Transportation is essential in the contemporary economy. In today’s fast-paced world, where everyone is short of time and is always in a hurry, everyone wants to know the transit duration for better planning. As a result, research communities have given intelligent transit systems a lot of attention. Both traffic engineers and users of the highway network depend on accurate transit times [1]. This work intends to explore the transit time for goods vehicles in highways on a given destination and start points. To brief whats a transit time is, it’s the time taken a goods/vehicle to reach from its source station to the destination. The transit time is calculated/measured based on number of hours/days/months it took to reach the destination. There will be lot of factors that may influence the transit time depends on the geographical location mode of transit, season wind direction, hill or normal roads etc.

In this experiment we are trying to predict the transit time based on those influencing factors to make the importer and the exporter has the most accurate possible timelines. So that they can plan there deliveries/usage criteria’s. for this analysis we used random forest and linear regression ML algorithms.

Keywords: Machine Learning, Linear Regression, Random Forest Model Validation.

Objectives:

Predicting transit times is crucial for transportation. Accurate trip estimation could lower transportation expenses. For creating a urbane transit information systems, trip time prediction is crucial. Linear regression and random forest regression are two of the various techniques employed. The results are individually explored in the below paragraphs.

A. LINEAR REGRESSION

It is a linear model that establishes the relationship between a dependent variable y(Target), and one or more independent variables denoted X(Inputs). In this data set we have different variables. In which we have considered transit time variables as y (target) and 13 other variables such as Temperature, Humidity, Pressure, Visibility, Vehicle age, Wind speed, Loads in Tons, bearing, Weather condition, service status, Destination, Road type, Wind direction as X(Inputs).

B. RANDOM FOREST

Random Forest (RF) is an ensemble supervised machine learning method that can be applied to categorical or numerical datasets as a classifier or regressor. To develop an RF model, multiple random samples from the training dataset are selected with replacement in several iterations, and decision tree is trained for each of them. The trained decision tree then returns the target variables value for each new record in the test dataset. The average of all predicted values from decision tree for the target is used to calculate the final result. Because it reduces decision tree variance, random forest is resistant to noisy data and over fitting, and it is expected to have higher accuracy than individual DTs. When a large dataset is available, RF usually works accurately and efficiently. As model inputs, it could also handle a large number of variables. The random forest model is an excellent choice because of these characteristics.

Methodology:

Python used a coding tool and historic transit data used for training the model.
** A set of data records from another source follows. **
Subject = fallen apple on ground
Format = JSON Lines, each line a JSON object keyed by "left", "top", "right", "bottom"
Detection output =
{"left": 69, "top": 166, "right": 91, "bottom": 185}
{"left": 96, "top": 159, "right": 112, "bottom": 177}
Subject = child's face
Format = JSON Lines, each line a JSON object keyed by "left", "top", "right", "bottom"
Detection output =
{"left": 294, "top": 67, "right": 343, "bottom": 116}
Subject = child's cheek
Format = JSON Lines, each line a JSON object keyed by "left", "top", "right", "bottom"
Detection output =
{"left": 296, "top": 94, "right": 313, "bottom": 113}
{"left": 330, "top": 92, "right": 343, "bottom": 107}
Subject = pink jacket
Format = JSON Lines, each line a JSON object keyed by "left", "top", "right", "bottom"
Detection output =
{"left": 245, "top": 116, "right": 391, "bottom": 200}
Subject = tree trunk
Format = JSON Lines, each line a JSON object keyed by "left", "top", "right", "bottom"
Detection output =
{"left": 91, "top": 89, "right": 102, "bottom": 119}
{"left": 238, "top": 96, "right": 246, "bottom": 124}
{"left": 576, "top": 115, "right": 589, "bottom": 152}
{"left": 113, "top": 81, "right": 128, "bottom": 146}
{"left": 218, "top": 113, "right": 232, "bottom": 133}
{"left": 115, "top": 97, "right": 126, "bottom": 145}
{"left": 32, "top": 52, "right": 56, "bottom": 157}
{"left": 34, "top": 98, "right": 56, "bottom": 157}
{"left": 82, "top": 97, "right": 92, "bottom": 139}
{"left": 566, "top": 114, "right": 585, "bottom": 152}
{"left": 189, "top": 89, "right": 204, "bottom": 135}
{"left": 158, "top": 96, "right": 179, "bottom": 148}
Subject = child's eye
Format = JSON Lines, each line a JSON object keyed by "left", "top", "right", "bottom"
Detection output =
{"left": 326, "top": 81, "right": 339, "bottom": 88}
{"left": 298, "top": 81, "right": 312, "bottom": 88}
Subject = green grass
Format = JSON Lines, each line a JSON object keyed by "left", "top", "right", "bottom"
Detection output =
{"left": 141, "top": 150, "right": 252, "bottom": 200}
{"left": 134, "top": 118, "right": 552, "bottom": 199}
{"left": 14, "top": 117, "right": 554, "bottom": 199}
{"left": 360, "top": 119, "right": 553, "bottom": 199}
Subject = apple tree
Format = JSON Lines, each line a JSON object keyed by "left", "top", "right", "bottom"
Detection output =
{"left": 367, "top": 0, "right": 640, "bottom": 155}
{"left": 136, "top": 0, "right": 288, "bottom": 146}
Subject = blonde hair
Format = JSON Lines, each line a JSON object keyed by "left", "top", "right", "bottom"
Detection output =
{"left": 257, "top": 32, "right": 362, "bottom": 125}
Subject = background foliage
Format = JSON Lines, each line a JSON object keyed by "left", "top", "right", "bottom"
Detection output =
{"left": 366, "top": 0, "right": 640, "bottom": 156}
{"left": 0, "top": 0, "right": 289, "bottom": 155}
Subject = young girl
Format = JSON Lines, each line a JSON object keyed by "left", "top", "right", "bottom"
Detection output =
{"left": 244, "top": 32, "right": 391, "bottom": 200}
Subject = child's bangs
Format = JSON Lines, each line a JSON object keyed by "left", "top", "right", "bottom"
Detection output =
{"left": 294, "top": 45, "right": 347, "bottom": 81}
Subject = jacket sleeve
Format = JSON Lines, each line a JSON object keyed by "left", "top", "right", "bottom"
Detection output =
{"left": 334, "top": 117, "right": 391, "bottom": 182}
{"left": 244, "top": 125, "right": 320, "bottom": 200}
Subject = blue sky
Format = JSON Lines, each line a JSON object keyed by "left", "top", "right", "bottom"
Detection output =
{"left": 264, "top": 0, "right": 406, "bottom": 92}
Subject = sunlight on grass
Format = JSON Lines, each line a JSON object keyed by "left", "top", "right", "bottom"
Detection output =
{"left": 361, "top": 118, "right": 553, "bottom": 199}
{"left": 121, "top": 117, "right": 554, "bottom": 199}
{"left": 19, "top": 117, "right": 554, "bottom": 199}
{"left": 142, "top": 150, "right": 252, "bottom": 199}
Used linear regression, random forest algorithms.

Dataset:

We have used the transit historic data, considered the following features :

Transit time: Total time took to complete the trip,

Service status: The status shows the trip completed on time or whether it has exceeded and if at all exceeds then how many days 30, 60 or 90 days.

Weather Condition: Weather conditions play an important role as it affects the transit time, the factors such as Heavy rain, snow, fog, unfair climate, cloudy etc.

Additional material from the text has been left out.